Questi allenatori perennemente urlanti dalle panchine sono come architetti che studiano forme sinuose e avveniristiche per la costruzione di un palazzo, ma hanno dimenticato le regole per costruire delle solide fondamenta.

Corini tiene in panchina un talento come Maselli, contro la “Cremo” ha tenuto in panchina il maggior talento di cui dispone, Mancosu, per mettere al suo posto un sì ottimo calciatore, Anderson, che però non è un trequartista, ma un interno. Ha tenuto in panchina tante partite Henderson, che dovrebbe essere titolare inamovibile (ma da interno, non da trequartista). Tiene in panchina un terzino del calibro di Calderoni per preferirgli prima l’inconcludente Adjapong e poi il trentanovenne Maggio. Ha schierato per tutto il girone d’andata un calciatore evanescente come Spepinski preferendolo – udite! udite! - a un talento del calibro di Falco prima, e poi a Rodriguez ( finalmente titolare con la “Cremo” dopo 3 gol e un rigore procurato in scampoli di partita). Fa giocare con contagocce un talento come Pettinari.
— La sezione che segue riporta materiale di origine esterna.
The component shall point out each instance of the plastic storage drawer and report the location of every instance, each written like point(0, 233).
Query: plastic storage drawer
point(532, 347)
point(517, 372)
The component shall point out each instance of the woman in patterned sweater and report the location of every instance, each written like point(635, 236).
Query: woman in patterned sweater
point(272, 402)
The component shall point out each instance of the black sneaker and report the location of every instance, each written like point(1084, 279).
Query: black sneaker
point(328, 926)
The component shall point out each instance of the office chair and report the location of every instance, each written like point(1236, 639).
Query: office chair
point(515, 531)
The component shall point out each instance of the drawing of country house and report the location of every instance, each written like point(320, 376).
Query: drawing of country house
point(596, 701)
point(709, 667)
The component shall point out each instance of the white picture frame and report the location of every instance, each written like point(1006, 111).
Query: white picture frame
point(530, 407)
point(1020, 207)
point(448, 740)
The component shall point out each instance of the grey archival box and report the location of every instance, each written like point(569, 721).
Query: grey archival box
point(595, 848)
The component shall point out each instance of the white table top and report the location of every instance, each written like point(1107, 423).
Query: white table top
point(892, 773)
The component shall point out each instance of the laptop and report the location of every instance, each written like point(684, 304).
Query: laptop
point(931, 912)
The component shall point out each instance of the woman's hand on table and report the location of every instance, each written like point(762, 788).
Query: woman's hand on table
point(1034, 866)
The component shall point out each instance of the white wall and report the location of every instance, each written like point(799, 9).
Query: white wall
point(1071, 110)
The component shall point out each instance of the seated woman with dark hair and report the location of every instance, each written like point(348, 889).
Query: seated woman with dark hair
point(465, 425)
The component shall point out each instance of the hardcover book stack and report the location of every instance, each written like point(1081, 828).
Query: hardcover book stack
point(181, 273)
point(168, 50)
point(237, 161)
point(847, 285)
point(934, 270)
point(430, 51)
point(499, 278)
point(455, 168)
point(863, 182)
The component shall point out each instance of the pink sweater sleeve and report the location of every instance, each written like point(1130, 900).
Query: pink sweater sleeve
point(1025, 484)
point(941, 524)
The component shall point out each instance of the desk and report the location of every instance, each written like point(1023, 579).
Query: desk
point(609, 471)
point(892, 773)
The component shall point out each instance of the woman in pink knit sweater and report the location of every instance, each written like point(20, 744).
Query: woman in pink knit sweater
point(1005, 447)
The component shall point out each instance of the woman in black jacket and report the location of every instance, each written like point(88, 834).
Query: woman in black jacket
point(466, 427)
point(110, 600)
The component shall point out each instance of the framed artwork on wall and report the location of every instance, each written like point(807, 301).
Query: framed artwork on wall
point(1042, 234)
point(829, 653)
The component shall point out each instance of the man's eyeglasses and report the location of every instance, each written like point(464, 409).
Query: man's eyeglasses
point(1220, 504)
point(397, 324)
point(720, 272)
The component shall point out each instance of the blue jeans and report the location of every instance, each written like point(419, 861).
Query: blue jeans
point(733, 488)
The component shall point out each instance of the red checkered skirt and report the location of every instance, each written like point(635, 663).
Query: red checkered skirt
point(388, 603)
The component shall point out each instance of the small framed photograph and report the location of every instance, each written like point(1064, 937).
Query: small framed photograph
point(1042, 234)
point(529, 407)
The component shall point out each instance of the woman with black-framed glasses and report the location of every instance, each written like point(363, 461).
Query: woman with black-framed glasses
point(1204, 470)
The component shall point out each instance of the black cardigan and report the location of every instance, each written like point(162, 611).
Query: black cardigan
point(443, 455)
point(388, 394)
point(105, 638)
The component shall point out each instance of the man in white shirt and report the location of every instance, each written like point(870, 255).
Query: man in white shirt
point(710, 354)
E siamo arrivati al verbo che ci consente di comprendere: “vedere”. Se un allenatore non ha “visione”, cioè visione corretta delle reali qualità dei calciatori nei diversi ruoli, come può ottenere risultati soddisfacenti? Molti di questi allenatori contemporanei che vogliono telecomandare i loro calciatori urlandogli quello che devono fare secondo per secondo, sono come un direttore d’orchestra che mette il violinista a suonare il clarinetto e vicevers, il batterista a suonare l’oboe e viceversa, hanno tre pianisti fra cui scegliere e scelgono il peggiore. Con questi presupposti la sinfonia sarà un sofferenza per le orecchie degli ascoltatori. La sinfonia di questo Lecce potrebbe essere bellissima, ma da mesi continua ad essere una sofferenza per gli occhi dei telespettatori. Speriamo che il presidente prima o poi lo “veda”.